Hal ini terlihat dari laporan RBA Cash Rate Survey yang menunjukkan penurunan harga rumah dan apartemen akan terus berlanjut hingga tahun 2020 mendatang.
Kecuali Kobart dan Canberra, semua kota besar di Negeri Kanguru ini, mengalami kemerosotan harga rumah hingga lebih dari 60.000 dollar Australia atau ekuivalen Rp 602.732.000.
Khusus kota Sydney, RBA Cash Rate Survey memprediksi harga rumah bisa turun 6,2 persen, menurunkan harga rata-rata menjadi 872.242 dollar Australia (Rp 8,762 miliar).
Bahkan, kondisi lebih buruk akan dialami apartemen dengan kemerosotan 7,7 persen.
Namun demikian, RBA Cash Rate Survey menganggap kondisi ini sebagai jalan bagi calon pembeli untuk mencari properti yang sesuai dengan kebutuhan dan kemampuan finansialnya pada tahun depan.

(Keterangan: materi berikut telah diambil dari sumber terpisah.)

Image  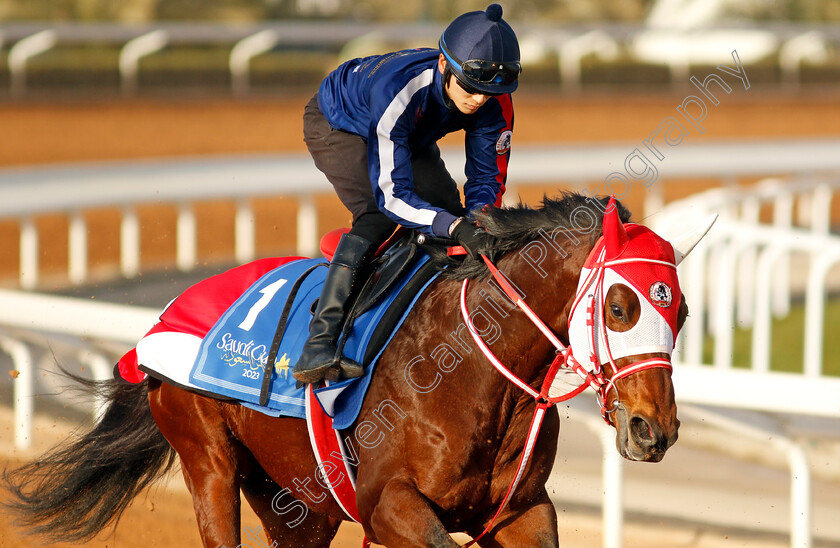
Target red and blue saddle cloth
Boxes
[115,248,439,519]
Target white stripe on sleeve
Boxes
[376,68,437,226]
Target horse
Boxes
[3,193,699,548]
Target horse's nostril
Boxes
[630,417,654,445]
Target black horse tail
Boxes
[2,376,177,542]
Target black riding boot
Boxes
[292,234,373,383]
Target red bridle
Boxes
[460,251,672,546]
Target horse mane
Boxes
[427,192,630,280]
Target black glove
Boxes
[452,217,496,259]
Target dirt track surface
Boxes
[0,89,840,548]
[0,89,840,166]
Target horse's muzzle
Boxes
[614,404,680,462]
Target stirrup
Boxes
[338,356,365,379]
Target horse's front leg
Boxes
[470,490,560,548]
[365,478,459,548]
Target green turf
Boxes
[703,299,840,376]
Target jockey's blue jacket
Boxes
[318,49,513,236]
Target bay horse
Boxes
[4,194,699,548]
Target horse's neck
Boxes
[478,242,591,364]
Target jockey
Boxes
[293,4,521,383]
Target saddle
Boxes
[320,229,440,366]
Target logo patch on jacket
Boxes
[496,129,513,154]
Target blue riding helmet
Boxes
[440,4,522,95]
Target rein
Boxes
[460,250,675,546]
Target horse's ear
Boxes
[671,213,717,264]
[604,196,630,260]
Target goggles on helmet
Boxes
[440,40,522,85]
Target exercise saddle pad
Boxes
[130,253,437,429]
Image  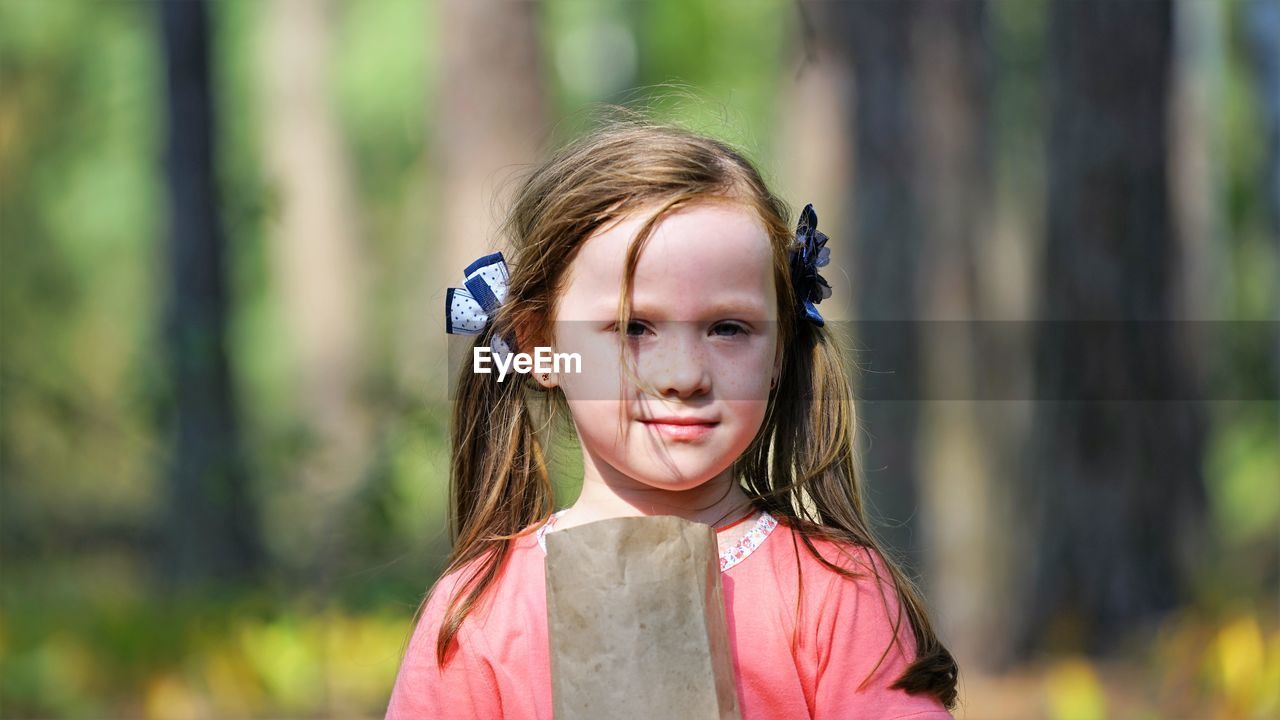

Hal senada dikatakan Crown Group Chairman and CEO Iwan Sunito. Dia tetap optimistis di tengah situasi pasar yang belum stabil.
Baca juga: Iwan dan Paul, Duet Indonesia Penakluk Pasar Australia
Penjualan proyek-proyek Crown yang tengah dipasarkan saat ini, menurut Iwan akan mencapai hasil maksimal.
"Saya optimistis. Terutama di daerah kota seperti Waterloo Greensquare. Harganya tetap naik karena permintaan lebih kuat dibanding penawaran," tutur Iwan menjawab Kompas.com, Senin (22/4/2019).
Tahun ini, Crown Group menargetkan volume penjualan mencapai angka 35 juta dollar Australia atau sekitar Rp 351,6 miliar.
Kontribusi terbesar terjadi pada bulan Maret dan April yang berasal dari penjualan Mastery by Crown di kawasan Waterloo.
Karena pada faktanya selama dua dekade terakhir, properti terus menunjukkan kinerja sebagai instrumen investasi yang solid.
Dia mencontohkan rumah di Sydney yang dihargai Rp 1 miliar pada 1993, saat ini ditaksir menembus angka Rp 20 miliar.
Artinya, telah terjadi pertumbuhan nilai sebesar 2.000 persen dalam 34 tahun atau rata-rata 58 persen per tahun.